1963 kommen Ennis Del Mar ( Heath Ledger ) und Jack Twist ( Jake Gyllenhaal) als angeheuerte Cowboys am Brokeback Mountain zusammen, um Schafe zu hüten. Diejenigen, die Kühe betreuen schauen voller Verachtung auf solche Burschen herab.
Nichtsdestotrotz ist es gute Arbeit in jenen Monaten, aber sehr einsam. Beide betonen immer wieder nicht schwul oder bi zu sein, aber es kommt zur ersten Liebesnacht zwischen den beiden.
Daraus erblüht Passion und eine Romanze und ja, Liebe. Die beiden wollen es nur nicht in klaren Worten wahrhaben. In diesem Fall aber sind Körpersprache, Mimik und wortlose Gesten mehr als die manchmal schwache Sprache. In dieser Trias drückt sich doch deutlich ihre sehr starke Zuneigung aus.
Aber was nicht sein darf, darf nicht sein. Damals sowieso nicht und erst recht nicht in solchen speziellen Bundesstaaten. Ihre Wege trennen sich also. Ennis bleibt in Wyoming, heiratet Alma ( Michelle Williams ), bekommt mit ihr zwei Töchter. Jack ist gar Rodeoreiter, heiratet Lureen ( Anne Hathaway ), wird Vater eines Sohnes und hat einen herrischen Schwiegervater.
Über die Jahre treffen sich Ennis und Jack immer wieder, um dann ihrer Leidenschaft und Liebe zu frönen. Andere haben Paris, sie nur Brokeback Mountain. Alma bekommt die Affäre mit, weil sie beide sich leidenschaftlich küssen sieht. Die Ehe zerbricht.

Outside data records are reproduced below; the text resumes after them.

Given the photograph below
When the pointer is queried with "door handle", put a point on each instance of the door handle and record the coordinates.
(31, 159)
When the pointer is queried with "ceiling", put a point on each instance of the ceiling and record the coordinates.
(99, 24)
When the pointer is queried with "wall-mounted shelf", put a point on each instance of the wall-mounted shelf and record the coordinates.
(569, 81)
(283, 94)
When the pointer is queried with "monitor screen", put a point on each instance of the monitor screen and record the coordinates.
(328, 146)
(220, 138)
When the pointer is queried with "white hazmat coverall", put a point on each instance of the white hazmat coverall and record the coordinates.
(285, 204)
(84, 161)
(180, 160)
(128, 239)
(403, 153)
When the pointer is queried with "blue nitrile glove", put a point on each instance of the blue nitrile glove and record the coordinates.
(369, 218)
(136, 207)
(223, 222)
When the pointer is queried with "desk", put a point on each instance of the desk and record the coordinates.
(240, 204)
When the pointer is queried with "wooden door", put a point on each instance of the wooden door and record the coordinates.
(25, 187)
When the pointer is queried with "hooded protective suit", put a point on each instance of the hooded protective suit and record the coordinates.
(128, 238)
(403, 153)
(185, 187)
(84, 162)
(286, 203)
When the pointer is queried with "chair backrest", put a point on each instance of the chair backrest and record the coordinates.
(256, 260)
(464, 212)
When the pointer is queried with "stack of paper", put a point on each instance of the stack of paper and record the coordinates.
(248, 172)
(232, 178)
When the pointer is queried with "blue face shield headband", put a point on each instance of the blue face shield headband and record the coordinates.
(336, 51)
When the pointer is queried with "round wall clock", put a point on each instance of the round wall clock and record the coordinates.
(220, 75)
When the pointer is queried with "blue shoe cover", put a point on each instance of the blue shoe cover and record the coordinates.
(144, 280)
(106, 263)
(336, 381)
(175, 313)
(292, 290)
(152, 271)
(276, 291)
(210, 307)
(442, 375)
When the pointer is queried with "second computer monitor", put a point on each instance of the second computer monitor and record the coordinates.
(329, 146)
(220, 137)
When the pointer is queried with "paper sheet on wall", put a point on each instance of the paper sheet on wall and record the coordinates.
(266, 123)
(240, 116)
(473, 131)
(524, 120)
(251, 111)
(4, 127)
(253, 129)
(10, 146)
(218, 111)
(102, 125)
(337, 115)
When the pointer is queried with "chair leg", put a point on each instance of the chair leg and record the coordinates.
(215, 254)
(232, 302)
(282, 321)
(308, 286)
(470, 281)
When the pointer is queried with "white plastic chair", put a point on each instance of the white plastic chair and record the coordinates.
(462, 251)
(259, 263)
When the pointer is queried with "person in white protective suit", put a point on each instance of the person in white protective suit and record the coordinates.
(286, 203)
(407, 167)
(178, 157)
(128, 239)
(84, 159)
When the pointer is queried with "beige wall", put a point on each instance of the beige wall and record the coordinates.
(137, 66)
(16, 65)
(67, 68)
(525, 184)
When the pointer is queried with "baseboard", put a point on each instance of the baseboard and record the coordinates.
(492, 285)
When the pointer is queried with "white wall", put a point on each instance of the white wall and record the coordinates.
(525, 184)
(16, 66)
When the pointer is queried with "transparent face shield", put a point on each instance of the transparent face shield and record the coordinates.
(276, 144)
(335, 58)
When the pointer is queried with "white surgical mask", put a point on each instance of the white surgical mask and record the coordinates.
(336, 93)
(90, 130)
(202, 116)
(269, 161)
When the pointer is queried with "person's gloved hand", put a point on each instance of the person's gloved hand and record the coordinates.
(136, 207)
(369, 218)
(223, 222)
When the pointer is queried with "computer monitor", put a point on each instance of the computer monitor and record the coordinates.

Ennis ist allein.
Ihm gefällt nicht, daß Jack ab und an nach Mexiko geht um dort eindeutigen maskulinmaskulinen Abenteuern nachzugehen. Er ist uneingestanden eifersüchtig. Er ahnt nicht, daß Jack einen neuen ( verheirateten ) Lebensgefährten hat, da unten in Texas.
Jack versucht alles um Ennis endgültig für ein gemeinsames Leben zu gewinnen, aber ist dieses Trachten nicht sinnlos? Unter diesen Umständen?
E. Annie Proulx hat einen scharfen, nuancierten und empathischen Blick für das allzu Menschliche und die feinsten Zwischentöne. Dieses Fragile ist superb in die Verfilmung eingeflossen und diese ist in der Tat äußerst werkgetreu. Viele Dialoge wurden wortwörtlich übernommen.
Der Film ist wunderschön, zerbrechlich, todtraurig, anrührend, melancholisch, hat einen Soundtrack, der eine Gänsehaut verursacht, vor allem das instrumentale Titelstück mit der Gitarre. Zum Weinen bringend und zurecht mit Oscars prämiert. Schade nur, daß der mit 28 Jahren viel zu früh verstorbene Heath Ledger nicht ausgezeichnet wurde. Denn er verkörpert Ennis Del Mar mit viel Einfühlungsvermögen, Vitalität und authentischer Tragik.
Nur eine Frage zum Schluß: Wie der queere Rupert Everett schon wissen wollte. Warum können und dürfen heterosexuelle Schauspieler Homosexuelle ( oft genug überzeugend ) spielen, aber Homosexuelle ( oft genug ) nicht heterosexuelle Lover? Hallo? Deswegen sind sie doch Schauspieler! Um jemanden zu impersonisieren, der sie im echten Leben nicht sind.